Thanks to MCJ for an article confirming what I knew months ago, that the Pulitzer Prize committee will not revoke Duranty's prize due his lies over the 1932 govt. caused famine in Ukraine. In their statement, the committee makes it clear that it feels that it is unfair to judge someone's 1931 work by their actions in 1932.
This reasoning is disingenuous and historically obtuse. The gulag was chewing up lives long before 1932. 1932 was just a particular grievance concentrated in a particular region. Duranty, as a newspaperman, should have known this by keeping up on current events from 1917-1921. He started working the Soviet beat in 1922. This means that he had 8 years to figure out what was going on Stalin's extensive gulag system before he wrote the first of his Pulitzer winning articles.
So we are left with two alternatives. Either Duranty knew and lied in 1931, giving an indication that Stalin could go full throttle on killings without concern that the NY Times would expose the horror or the premier NY Times reporter in Moscow was completely hoodwinked for 9 years and his Soviet press release fantasies are just the work of somebody too incompetent to get the story right.
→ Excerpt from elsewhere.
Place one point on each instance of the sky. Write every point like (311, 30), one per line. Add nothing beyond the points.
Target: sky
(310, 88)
Both of these alternatives call for a revocation of Duranty's Pulitzer. Both scenarios provide an assurance that further, more exaggerated repression would continue to be whitewashed in the influential NY Times (as it was). But because the specific charge against Duranty could be reasonably rebuffed the Pulitzer board did nothing. After all, OJ didn't lose his Heisman trophy after the civil jury found him culpable in the death of his former wife.